[Python-Dev] unicode/string asymmetries

Jack Jansen jack@oratrix.nl
Wed, 09 Jan 2002 15:55:11 +0100


> jack wrote:
> > > struct.pack("32s", wu(u"VS_VERSION_INFO"))
> >
> > Why would you have to specify the encoding if what you want is the normal,
> > standard encoding?
> 
> because there is no such thing as a "normal, standard
> encoding" for a unicode character, just like there's no
> "normal, standard encoding" for an integer (big endian,
> little endian?), a floating point number (ieee, vax, etc),
> a screen coordinate, etc.

What I here call the "normal, standard encoding" is what the C library 
supports. Your analogy of integers and floats is exactly the right one: even 
though there are many ways to represent an integer what you get back from 
PyArg_Parse("l") is a standard C "long".

Maybe the confusion is that whereever I have said "unicode" in the past I 
should have said "wchar_t". I know there are, in theory, many encodings of 
Unicode but in practice there is only one that I'm interested in most of the 
time and that's wchar_t, because that's what all my APIs want.

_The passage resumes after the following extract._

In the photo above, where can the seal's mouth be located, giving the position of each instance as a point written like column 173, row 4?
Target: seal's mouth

So, I would like PyArg_Parse/Py_BuildValue formats that are symmetric to "s", 
"s#" and "z" but that return wchar_t strings and that work with both 
UnicodeObjects and StringObjects.
--
- Jack Jansen        <Jack.Jansen@oratrix.com>        http://www.cwi.nl/~jack -
- If I can't dance I don't want to be part of your revolution -- Emma Goldman -